以上の2点、イ)とロ)が互いに関連するという点を見ておかなければ、帰納法の考察として不十分です。


(2)「カラスは黒い」という判断

「このカラスは黒い」という判断は、現認した個体をカラスであると見、その個体が黒い、と見たということです。「あのカラスは黒い」も同じです。個体という部分を取った「カラスは黒い」という判断は、カラスと呼ばれる個体が黒いものである、というものです。ある個体をカラスであると呼ぶ判断基準が、色以外に別途あって、判断されるわけです。鳥類学者とか昔からの博物学的知識の連鎖で決められるものに、我々一般人は従うのですが、それを「カラスの定義」と呼んでおきましょう。


○「このカラスは黒い」という判断は、現認した個体をカラスの定義に適合したものであると見、その個体が黒いと見たということです。

○「カラスは黒い」という判断は、カラスの定義に適合した個体はすべて黒いものである、という判断です。


カラスの定義から、論理必然的に「羽の色が黒い」が導出されるのなら、演繹的必然。自然科学の法則によって導かれるなら、法則的必然。そう呼んでおきましょう。帰納的推論をするということは、演繹的にも法則的にも「カラスは黒い」が導かれていないのです。反例があるということは、その定義からは「カラスは黒い」が導かれないことを確証しているということです。


「カラスは黒いか?」はカラスにとっては、知ったことではない。それは「カラスの定義」と「羽の色」との関係の問題であって、自分たちカラスの問題ではなく、君たち人間のする定義の問題だ!とカラス君は言うだろう。


判断から見ると以上のように、定義とその対象物との関係となります。

一方、<例一>だけを見ると、「カラス」なるものが存在し、その色は如何という形です。「カラス」なるものの具体例1がこのカラス、具体例2があのカラス、という体です。如何にして「カラスの定義」が生まれたかは不問にして、あたかも「カラス」なるものが先在するかの如く扱っている。そして、その先在する「カラス」なるものの色が黒いか、という形です。

帰納法は、有限事例から可能的無限へ、個別事例から普遍的法則へ飛躍するものだ、という見解はそこから生まれたものではないか。帰納的推論の結論は一般命題・普遍的法則であるわけですが、だからといって飛躍した先の世界が形而上学的世界かどうかは、別の問題でしょう。帰納法としては、「判断としての妥当性」を検討するべきでしょう。「カラスとは何か」ではなく、「カラスの定義」はいかに成立するか、です。


(3)「カラス」の定義

生物種の分類は本論ではないので横に置いて、現代では遺伝的系統が主であろうとしておきましょう。DNAの解析によって進化系列・近縁関係を推定するわけです。羽根の色がどうなるかという因子は従属的なことでしょう。複数の色・特徴的な形を持った鳥とはちがって、単純である分、強い系統性を持つかもしれません。が、そういった現代的分類ではなく、「カラス」という名称はもっと以前からあるでしょう。

海外ではいざ知らず、日本ではカラスと黒いは殆ど同義語になっています。日本で「定義」ということを論理的な意味で検討されたことがあるのかどうか、不勉強で知りません。中国伝来の学問として、名前が分類を示すものでもあるということは、あるレベル以上の学者には分かっていたでしょう。現代の高校ぐらいの論理レベルでしょうか、細目に関しては彼らの方が遙かに上であるにしても。

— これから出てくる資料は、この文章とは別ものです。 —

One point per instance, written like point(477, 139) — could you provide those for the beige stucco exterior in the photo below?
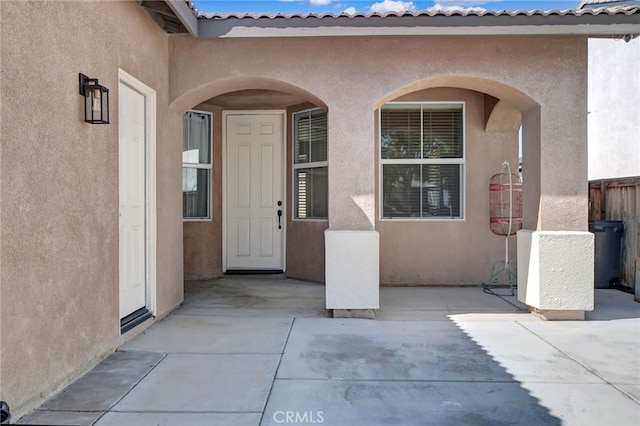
point(59, 176)
point(59, 192)
point(373, 70)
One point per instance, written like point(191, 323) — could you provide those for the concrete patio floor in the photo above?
point(261, 350)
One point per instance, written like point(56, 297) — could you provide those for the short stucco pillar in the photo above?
point(555, 273)
point(352, 277)
point(352, 273)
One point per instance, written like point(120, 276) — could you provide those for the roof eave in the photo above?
point(598, 26)
point(185, 14)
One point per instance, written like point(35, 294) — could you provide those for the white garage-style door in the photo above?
point(255, 211)
point(135, 210)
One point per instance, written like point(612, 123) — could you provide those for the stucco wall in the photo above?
point(202, 239)
point(305, 238)
point(541, 78)
point(59, 248)
point(614, 108)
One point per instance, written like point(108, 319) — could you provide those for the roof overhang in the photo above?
point(619, 21)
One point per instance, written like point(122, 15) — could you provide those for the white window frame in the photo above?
point(311, 165)
point(203, 166)
point(443, 161)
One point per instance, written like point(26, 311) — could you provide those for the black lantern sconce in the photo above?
point(96, 100)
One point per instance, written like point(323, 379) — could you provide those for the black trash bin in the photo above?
point(5, 413)
point(608, 241)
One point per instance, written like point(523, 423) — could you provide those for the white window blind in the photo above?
point(196, 165)
point(310, 166)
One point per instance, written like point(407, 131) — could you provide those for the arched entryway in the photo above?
point(252, 224)
point(432, 211)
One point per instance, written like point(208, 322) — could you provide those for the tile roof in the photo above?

そうであるとするなら、<例一>は小学生レベルの例題、というべきではないか。生物種の分類という視点が獲得されたなら、---神話的時代に生きている方は除き---分類基準は経験的に得られる徴表にしかないことは明らかです。その個体をカラスであると判断するのは、徴表がそうであることしかあり得ない。分類的視点で<例一>を書き換えるなら、


<例三>帰納的定義

階梯一

前提:これまで観察されたカラスはすべて黒かった。

よって

帰納的結論:カラスは黒い。

階梯二

カラスの属性に黒いを追加する。

階梯三

反例:色以外のすべての徴表をみると、カラスとまったく同じである鳥が見つかった。

よって、帰納的推論を棄却し、

結論:カラスの属性から黒いを削除する。


ある帰納的推論が誤っていると発見されたことは、経験的知見が拡張したことを意味する。

帰納法を考えるに当たっては推論の形式だけではなく、周りを固める「定義」も考慮されなければならない、ということです。この世界に「カラス」なるものが存在すると考えるのではなく、我々がカラスと呼ぶ対象が存在する、というのが、帰納的推論を有効だとする場合の考え方である。


(4)「帰納的推論は正しいのか?」

「帰納的推論は正しいのか?」という問い方は、個別の推論と一般とを合わせて5重の意味を区別するべきだろう。

イ)その推論が、帰納的推論としての要件を充たしている?

ロ)その帰納的推論の結論が、別途正しいと証明された?

ハ)あらゆる帰納的推論は、正しい結論を持つ?

ニ)帰納的推論は、その結論が超時空的な正しさを持つ?

ホ)科学の方法として帰納的推論を用いるのは、正しい?


---まず、ハ)が否定されるのは明らかではないか。


(5)帰納的推論の時空性

一般に帰納的推論は、超時空的な真を主張しているのか。

一般的とされる命題は、超時空的なものです。<例一>でも「カラスは黒い」というのは、ある時にある場所で黒いと言うのではなく、常にそうだと言っているものでしょう。それにひきかえ、前提となる事象というのは、我々の経験が一般的にそうであるように、時空的です。帰納法とは、或る時・或る処で観測された事実を以て、如何なる時にも、如何なる処に於いても斯なる、という主張だ、と一般的には見えるでしょう。しかし、我々の通常使う言葉が、超時空的なものを指すように見えるからといって、我々が超時空的なものばかり相手にしているわけではないでしょう。むしろ超時空的ということのほうが特別なのではありませんか。


---命題的に表現された判断が超時空的であるのは当たり前、判断の対象が超時空的かどうかは、別の問題。「黒い」がカラスの定義に含まれているとするなら、「カラスは黒い」は超時空的に正しい。そうでないなら、反例が見つかるまでは正しい、と言うべきではないか。それが帰納法を学の基本に据える立場というものではないか。


---自然科学の法則は超時空的であろうと考えられるかもしれません、果たしてどうか。そこに至るにはJ・S・ミルのいう「自然の斉一の原理」Uniformity of the natureの検討が必要であろうと思いますが、ちょと手強いですネ。